Population pressures would be one reason for the barbarians being able to get together large armies. They were actually much more numerous than the civilised armies because while the civilised armies (i.e. Roman) were institutionalised and very highly-trained and therefore smaller in numbers, the 'barbarians' came with entire populations of manhood, not merely a percentage, and these were not trained in any formal way except in the school of hard knocks. Their equipment was simple, and hence they didn't cost much to field compared to the high-logistics civilised armies. I have in mind here the Germanic peoples, since at the time the Roman Empire collapsed, the Celts had already been Romanised and looked just as good in lorica segmentata as any Italian, maybe even better. This is continental warfare as I see it.
With regards to Britain, the barbarian armies that attacked the island were not even armies, but hordes of raiders. These struck at the cohesion of the civilised society, not at any representative presence e.g. an army. They came and went so fast armies were practically useless against them, as well as most navies.

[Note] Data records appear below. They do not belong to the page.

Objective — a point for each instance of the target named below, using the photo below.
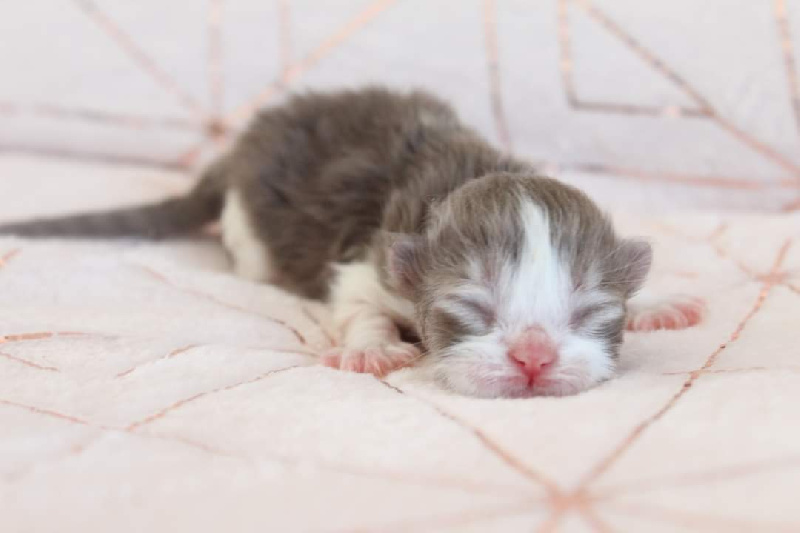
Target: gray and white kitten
(386, 205)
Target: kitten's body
(389, 207)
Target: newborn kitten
(387, 206)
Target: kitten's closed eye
(458, 317)
(593, 316)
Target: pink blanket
(144, 388)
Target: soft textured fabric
(145, 388)
(645, 103)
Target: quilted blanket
(143, 387)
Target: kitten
(388, 207)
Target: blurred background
(648, 105)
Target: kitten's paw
(675, 312)
(378, 359)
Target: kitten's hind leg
(648, 312)
(369, 337)
(251, 256)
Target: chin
(489, 381)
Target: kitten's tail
(171, 217)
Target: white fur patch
(366, 317)
(534, 291)
(250, 255)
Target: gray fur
(337, 177)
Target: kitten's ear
(403, 260)
(632, 262)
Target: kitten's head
(520, 285)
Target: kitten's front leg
(649, 312)
(370, 339)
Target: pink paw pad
(379, 359)
(674, 313)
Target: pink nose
(533, 352)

Furthermore, there was the most insidious method of challenge which is from within. Many of the armies that caused the fall of the Western Romans were actually settled and present within the Empire as foederatio, allies of sorts. Essentially it's a case of letting the wolf into your bedroom because you know your door isn't strong enough to keep it out. They took apart the Empire from within.
It isn't true that armies grew smaller post-Roman Empire, not immediately anyway. But as the Dark Ages set in, you do get forces numbering in the thousands instead of the tens of thousands like before.